A lab is not a room with equipment. A lab is a room with consent. Consent to leave things half-built. Consent to fail in public. Consent to the kind of mess that means you're thinking with your hands. The equipment is downstream of the consent; you can have a lab with a $40 budget if the room agrees to be one, and you can have a $400,000 maker-space that isn't, because everything has to be checked out and returned and explained.

When I say every student needs a lab, I mean every student needs at least one room — anywhere, any size — where the default is build, then maybe explain, instead of explain, then maybe build. That single inversion changes who you become.

  1. You stop asking permission for ideas before they're allowed to be ideas.
  2. You learn the difference between thinking and pretending to think.
  3. You meet failure on terms small enough that it doesn't humiliate you.
  4. You discover, finally, that there are problems your laptop cannot help you with — and the relief is unbelievable.

04Your bedroom counts.

I want to be clear: I'm not writing a policy paper. I'm not waiting for my school to install a maker-space. (They might. They probably won't, in time.) The lab I'm describing can be a corner. It can be a folding table by the window. It can be the half of your bedroom you've decided is allowed to be messy. The point of the room is not the room — it's the boundary you draw around a piece of the world and say: inside here, I'm allowed to be wrong.

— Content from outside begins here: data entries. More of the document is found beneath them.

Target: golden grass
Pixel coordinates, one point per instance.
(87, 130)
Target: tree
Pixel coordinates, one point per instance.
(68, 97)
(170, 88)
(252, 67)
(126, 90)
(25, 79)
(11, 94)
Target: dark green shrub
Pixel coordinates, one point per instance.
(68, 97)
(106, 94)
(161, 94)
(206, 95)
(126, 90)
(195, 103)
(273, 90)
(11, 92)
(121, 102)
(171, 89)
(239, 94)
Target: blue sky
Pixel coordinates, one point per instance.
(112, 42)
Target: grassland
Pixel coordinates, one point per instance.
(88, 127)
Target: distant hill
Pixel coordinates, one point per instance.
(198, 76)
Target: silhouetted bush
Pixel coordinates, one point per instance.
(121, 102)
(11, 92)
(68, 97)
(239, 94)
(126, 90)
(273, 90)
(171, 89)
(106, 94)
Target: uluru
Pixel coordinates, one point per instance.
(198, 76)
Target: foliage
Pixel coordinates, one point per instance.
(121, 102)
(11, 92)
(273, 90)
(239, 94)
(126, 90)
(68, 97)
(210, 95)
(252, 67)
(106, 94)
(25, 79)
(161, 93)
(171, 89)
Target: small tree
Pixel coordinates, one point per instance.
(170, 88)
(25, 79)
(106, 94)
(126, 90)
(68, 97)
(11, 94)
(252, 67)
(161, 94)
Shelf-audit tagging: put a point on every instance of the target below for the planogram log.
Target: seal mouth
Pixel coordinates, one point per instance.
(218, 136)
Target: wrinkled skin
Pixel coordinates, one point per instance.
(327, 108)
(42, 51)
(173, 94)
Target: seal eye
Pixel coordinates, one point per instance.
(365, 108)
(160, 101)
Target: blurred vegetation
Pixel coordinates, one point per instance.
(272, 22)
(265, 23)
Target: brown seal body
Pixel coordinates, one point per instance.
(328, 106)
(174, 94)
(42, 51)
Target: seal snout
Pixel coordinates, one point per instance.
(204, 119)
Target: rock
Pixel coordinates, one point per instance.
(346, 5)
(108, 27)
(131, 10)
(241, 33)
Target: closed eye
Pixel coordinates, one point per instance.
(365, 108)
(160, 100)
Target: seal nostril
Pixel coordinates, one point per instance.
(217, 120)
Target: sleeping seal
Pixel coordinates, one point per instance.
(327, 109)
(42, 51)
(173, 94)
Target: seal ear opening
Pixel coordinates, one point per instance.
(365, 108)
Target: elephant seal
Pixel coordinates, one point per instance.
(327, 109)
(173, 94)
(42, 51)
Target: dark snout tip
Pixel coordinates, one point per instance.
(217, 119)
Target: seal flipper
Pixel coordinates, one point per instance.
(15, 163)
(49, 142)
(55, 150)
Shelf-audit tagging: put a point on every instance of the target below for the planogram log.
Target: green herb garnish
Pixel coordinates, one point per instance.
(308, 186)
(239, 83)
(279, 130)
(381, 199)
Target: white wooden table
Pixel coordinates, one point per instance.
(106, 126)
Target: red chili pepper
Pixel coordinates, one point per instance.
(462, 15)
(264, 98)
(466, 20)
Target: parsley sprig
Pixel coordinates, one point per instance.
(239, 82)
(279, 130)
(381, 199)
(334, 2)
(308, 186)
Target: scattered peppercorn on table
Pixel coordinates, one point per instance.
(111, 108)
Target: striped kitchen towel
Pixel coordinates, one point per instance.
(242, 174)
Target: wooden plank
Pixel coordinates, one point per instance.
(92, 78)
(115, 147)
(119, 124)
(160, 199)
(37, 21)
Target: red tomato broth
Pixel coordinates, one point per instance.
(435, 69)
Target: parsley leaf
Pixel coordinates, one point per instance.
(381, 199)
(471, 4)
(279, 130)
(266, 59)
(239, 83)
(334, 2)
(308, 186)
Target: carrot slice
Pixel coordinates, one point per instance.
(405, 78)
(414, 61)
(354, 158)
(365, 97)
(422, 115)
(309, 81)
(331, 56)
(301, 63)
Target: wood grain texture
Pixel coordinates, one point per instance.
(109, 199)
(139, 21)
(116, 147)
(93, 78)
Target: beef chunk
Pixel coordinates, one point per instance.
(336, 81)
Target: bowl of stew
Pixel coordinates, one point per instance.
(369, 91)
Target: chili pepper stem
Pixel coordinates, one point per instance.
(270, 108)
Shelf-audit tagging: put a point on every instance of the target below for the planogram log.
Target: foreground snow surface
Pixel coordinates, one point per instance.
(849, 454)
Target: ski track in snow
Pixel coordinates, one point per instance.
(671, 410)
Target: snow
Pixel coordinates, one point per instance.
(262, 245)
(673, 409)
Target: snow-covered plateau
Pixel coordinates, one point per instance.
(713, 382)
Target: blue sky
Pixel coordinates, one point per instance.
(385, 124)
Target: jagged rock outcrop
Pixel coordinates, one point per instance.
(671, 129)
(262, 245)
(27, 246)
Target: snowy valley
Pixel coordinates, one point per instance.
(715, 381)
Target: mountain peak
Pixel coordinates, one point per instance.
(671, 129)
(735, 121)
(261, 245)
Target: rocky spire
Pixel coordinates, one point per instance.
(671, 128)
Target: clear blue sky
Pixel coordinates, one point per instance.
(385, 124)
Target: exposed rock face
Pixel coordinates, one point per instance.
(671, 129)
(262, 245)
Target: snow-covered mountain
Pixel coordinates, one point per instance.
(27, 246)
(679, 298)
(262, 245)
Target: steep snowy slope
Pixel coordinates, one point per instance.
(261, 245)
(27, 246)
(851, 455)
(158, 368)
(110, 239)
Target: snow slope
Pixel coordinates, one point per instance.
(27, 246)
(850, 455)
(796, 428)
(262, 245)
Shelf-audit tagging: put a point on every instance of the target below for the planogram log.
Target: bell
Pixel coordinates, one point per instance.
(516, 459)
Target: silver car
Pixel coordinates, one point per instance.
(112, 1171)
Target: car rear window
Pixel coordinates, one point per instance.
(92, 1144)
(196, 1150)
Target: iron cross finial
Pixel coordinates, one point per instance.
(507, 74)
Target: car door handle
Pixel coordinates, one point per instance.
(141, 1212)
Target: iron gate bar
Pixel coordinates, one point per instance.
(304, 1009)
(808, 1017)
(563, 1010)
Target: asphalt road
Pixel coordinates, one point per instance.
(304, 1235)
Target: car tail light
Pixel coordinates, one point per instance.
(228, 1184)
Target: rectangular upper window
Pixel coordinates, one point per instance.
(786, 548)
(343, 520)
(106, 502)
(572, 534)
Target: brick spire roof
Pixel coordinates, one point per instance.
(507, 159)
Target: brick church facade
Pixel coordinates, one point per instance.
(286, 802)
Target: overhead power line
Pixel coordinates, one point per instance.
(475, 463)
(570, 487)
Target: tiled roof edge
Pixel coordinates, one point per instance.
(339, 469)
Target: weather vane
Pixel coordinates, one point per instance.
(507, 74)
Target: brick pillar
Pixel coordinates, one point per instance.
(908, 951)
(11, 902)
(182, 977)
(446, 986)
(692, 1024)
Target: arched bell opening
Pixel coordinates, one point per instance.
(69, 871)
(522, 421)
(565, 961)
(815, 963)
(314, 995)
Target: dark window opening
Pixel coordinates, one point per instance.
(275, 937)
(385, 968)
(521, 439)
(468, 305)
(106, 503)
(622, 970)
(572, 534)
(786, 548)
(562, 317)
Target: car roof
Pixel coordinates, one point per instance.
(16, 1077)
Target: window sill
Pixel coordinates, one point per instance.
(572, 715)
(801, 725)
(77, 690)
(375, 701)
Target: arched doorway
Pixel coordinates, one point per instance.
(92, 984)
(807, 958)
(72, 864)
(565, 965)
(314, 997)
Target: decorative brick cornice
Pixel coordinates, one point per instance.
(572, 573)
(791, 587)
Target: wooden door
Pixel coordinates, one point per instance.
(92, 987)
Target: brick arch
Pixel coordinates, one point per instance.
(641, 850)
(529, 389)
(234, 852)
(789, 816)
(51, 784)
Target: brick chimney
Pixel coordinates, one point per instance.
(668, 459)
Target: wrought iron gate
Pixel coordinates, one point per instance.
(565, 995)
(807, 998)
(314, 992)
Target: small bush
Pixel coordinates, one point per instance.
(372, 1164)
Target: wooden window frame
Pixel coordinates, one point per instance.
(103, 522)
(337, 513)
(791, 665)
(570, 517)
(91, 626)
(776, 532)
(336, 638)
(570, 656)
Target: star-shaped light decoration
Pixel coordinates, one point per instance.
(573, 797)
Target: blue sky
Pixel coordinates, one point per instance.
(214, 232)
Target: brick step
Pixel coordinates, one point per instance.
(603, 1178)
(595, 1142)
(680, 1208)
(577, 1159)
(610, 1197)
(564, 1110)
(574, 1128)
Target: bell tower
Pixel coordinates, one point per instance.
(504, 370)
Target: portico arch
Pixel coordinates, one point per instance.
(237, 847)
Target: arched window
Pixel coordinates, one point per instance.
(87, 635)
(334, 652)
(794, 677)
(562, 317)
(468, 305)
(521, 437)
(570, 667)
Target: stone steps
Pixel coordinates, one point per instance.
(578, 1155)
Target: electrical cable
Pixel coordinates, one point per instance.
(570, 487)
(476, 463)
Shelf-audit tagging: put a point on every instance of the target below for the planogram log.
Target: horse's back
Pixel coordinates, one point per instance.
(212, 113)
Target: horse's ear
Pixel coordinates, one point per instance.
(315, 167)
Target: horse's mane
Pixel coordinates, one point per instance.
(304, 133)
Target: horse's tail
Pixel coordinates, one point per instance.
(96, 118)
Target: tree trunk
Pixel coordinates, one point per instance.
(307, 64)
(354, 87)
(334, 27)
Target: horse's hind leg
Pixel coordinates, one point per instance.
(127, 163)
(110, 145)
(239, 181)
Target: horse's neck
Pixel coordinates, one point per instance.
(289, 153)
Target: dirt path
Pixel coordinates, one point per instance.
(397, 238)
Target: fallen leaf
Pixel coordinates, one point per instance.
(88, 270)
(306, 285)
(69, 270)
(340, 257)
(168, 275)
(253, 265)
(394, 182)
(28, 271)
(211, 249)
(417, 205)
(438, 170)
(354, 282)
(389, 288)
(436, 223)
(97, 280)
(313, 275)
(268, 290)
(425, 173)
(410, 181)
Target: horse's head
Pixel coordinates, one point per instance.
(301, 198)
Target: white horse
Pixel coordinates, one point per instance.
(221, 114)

Mine is roughly two square metres. There's a 3D printer I bought used, which has been on fire twice1. There's a tiny vise that I think was originally for fishing tackle. There's a wall covered in receipts and printouts and one very stubborn polaroid of a horse. There's a chair that's broken in a way that's only a problem if you lean back. The room is, objectively, a hazard. The room is, subjectively, the most important square footage in my life.

photo · the corner. roughly 2 m². hazard. essential.
FIG. 01 — workbench, april 2026placeholder · drop image

05The assignment.

So here is the only piece of advice I have any business giving, as a sixteen-year-old who has made more bad things than good ones: find a room. Make a room. Beg, borrow, or rearrange a room. It does not need to be impressive. It needs to be tolerant. The world you're about to walk into will reward the people who learned, early, that ideas have bodies and bodies have rooms.

Your laptop will follow you wherever you go. That's the whole point of a laptop. But the room — the room is the part you have to make on purpose. Nobody else will make it for you, and the longer you wait, the more politely you'll let yourself believe that thinking and doing are the same thing.

They aren't. They never were. The lab is where you find out.

end of file · 05.001
// footnotes
  1. Once during a print, once during what I had — incorrectly — labelled a "calibration." The fire extinguisher above the door is now full, and labelled with a piece of masking tape that says "yes, really."